Bank of England keeps its options open on future hikes

The Bank of England has increased interest rates by 25 basis points, a move that may well be it's last. Bank Rate now stands at 4.25%.

We only get a statement this time around (no press conference), and an initial flick-through shows that it reads fairly balanced. Growth and employment look stronger, it says, but services inflation - which has been volatile so far this year- is seen as in line with expectations, and nominal wage growth is weaker. 

In short, the Bank is keeping its options open. Like last month, it has indicated it could hike again if inflation is continuing to show signs of “persistence”. Our read of that phrasing is that officials are less beholden to month-to-month swings in the data than perhaps the Federal Reserve/European Central Bank and are trying to take a more top-level look at pricing-setting behaviour. It’s this that will determine whether the Bank hikes again in May - and for now we think it won’t, though another 25bp move is possible if the inflation data turn more hawkish. 

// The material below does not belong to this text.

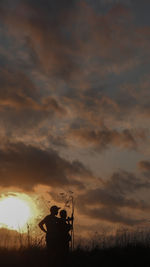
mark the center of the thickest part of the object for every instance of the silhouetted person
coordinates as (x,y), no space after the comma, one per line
(49,225)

If improvements in the broad inflation picture continue, expect a May pause

Indeed, recent trends in inflation have looked more encouraging. The Bank’s own survey of businesses suggests price-setting behaviour is becoming less aggressive, while as the BoE acknowledges, wage growth tentatively appears to have peaked on a three-month annualised basis. Services inflation should start to come down in time, with lower gas prices. When asked about recent price hikes by the ONS, service-sector firms more commonly cited energy prices than labour costs as the driver of these changes - and the same should be true in reverse.

Assuming these trends continue then we think a pause in May is likely. That’s also partly dependent on banking sector stability and like its peers overseas, the BoE will keep reiterating that it has separate tools that are better suited to maintaining financial stability.

We’re also likely to see the committee become more divided. There were no massive fireworks in the vote split on this latest decision - seven members voted for the 25bp hike, and as at the past two meetings, Silvana Tenreyro and Swati Dhingra voted for no change. Both have, however, hinted it might not be long before they consider voting for cuts.

Gilts in the long pause

Gilts, like other bond markets, now have to reflect a new phase of this cycle where central banks are at, or near, their policy rate peak. Two conclusions should ensue. Firstly, stability in policy rates means lower volatility in front-end yields, if the BoE can stick to its message of patience.

Progressively, this volatility will be displaced to the longer end, especially if a resilient economy pushes the inflation premium higher.

The second conclusion is that the yield curve now stands a better chance of re-steepening, as the front-end upside is now limited and as the inflation premium is no longer suppressed by a hiking central bank. We continue to think yields are skewed lower with 10Y headed to 3% by year-end. This is unlikely to be in a straight line, however, and we have growing confidence in our call for a steeper curve.